Il problema non è solo numerico. È strutturale. I riassunti generati dall’intelligenza artificiale si basano su pochi grandi siti, favorendo chi ha già peso e visibilità. Wikipedia, YouTube e grandi media diventano fonti principali. I piccoli editori vengono tagliati fuori. La logica della SERP si ribalta: prima la risposta AI, poi tutto il resto.
Il calo del traffico e della visibilità è confermato anche da fonti esterne: secondo il Pew Research Center, i click sui link esterni passano dal 15% all’8%, con solo l’1% degli utenti che clicca sulle fonti citate nei riassunti generati dall’AI (Digital Spice). Inoltre, Dealers League evidenzia come le AI Overviews rispondano direttamente alle query (ricerche) degli utenti, riducendo la necessità di cliccare su siti web e causando una perdita di visibilità e ricavi per gli editori online.

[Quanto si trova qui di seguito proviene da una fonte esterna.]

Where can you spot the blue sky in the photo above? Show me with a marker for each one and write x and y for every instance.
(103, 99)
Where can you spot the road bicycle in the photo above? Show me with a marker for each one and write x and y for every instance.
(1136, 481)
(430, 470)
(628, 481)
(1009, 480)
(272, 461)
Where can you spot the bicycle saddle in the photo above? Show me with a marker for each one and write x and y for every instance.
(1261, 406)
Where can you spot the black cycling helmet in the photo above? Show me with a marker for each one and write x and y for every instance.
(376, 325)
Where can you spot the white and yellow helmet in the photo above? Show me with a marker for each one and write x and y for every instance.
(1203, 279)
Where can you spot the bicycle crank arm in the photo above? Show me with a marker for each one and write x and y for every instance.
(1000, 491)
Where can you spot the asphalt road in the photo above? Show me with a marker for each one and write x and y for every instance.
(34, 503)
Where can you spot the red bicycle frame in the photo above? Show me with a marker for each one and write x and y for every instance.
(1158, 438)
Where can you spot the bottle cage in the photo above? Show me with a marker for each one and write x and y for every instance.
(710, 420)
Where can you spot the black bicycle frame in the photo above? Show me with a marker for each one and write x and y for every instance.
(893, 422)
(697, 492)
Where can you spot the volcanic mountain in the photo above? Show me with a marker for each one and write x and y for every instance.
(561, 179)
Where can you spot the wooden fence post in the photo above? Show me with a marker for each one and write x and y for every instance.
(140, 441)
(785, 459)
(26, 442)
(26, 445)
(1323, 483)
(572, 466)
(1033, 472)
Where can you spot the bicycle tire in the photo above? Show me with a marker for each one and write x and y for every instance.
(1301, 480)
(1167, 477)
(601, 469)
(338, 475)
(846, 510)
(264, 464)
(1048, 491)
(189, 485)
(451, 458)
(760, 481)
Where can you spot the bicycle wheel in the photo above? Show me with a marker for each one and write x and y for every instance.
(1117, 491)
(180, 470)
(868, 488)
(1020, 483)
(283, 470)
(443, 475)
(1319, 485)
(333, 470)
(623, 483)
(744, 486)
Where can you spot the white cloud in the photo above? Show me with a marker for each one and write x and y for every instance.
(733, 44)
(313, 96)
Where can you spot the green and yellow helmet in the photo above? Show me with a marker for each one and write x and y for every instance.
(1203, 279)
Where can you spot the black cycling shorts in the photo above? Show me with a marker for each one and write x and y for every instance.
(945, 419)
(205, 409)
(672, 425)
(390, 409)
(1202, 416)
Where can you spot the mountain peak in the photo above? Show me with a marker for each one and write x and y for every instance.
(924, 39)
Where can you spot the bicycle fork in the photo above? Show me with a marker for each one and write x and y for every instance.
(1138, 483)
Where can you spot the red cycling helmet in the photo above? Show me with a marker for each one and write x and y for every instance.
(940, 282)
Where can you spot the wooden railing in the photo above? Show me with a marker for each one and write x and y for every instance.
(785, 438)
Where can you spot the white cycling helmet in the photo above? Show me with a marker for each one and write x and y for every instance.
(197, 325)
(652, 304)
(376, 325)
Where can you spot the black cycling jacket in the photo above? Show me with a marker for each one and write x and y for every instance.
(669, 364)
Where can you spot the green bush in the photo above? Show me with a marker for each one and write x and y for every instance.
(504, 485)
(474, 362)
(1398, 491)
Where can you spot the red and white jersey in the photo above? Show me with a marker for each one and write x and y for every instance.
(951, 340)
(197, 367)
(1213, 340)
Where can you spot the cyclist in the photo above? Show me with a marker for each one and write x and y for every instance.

Il rischio è chiaro: la pluralità dell’informazione è minacciata. I contenuti di qualità diventano economicamente insostenibili. Google trattiene traffico e i ricavi pubblicitari, lasciando gli editori in un limbo complesso. “Il patto fondamentale del web è stato rotto”, avverte Flora. È la Tragedy of the Commons – la “tragedia dei beni comuni”, cioè il meccanismo per cui una risorsa condivisa viene sfruttata da molti senza che nessuno ne sostenga i costi, fino a impoverirla o distruggerla – che qui diventa realtà: il valore della produzione editoriale viene cannibalizzato, rendendo la sopravvivenza dei piccoli siti quasi impossibile.
Al tempo stesso, Google ha stretto accordi economici con pochi grandi editori. Questi sopravvivono, mentre i più piccoli rischiano di sparire. La diversità delle fonti è compromessa. Ci troviamo davanti a un bivio: o si attua una regolamentazione seria, capace di difendere editori indipendenti e pluralità, o ci si troverà in un web centralizzato, dominato da pochi player, dove le informazioni si uniformeranno e l’utente resterà intrappolato nella piattaforma.
Nonostante questo, i contenuti originali sono ancora la linfa del web – anche se il sistema li sfrutta fino a renderli economicamente insostenibili. Ogni click su un sito originale diventa quindi un atto di resistenza. Un “voto” per un web più aperto, pluralista e, forse, sostenibile.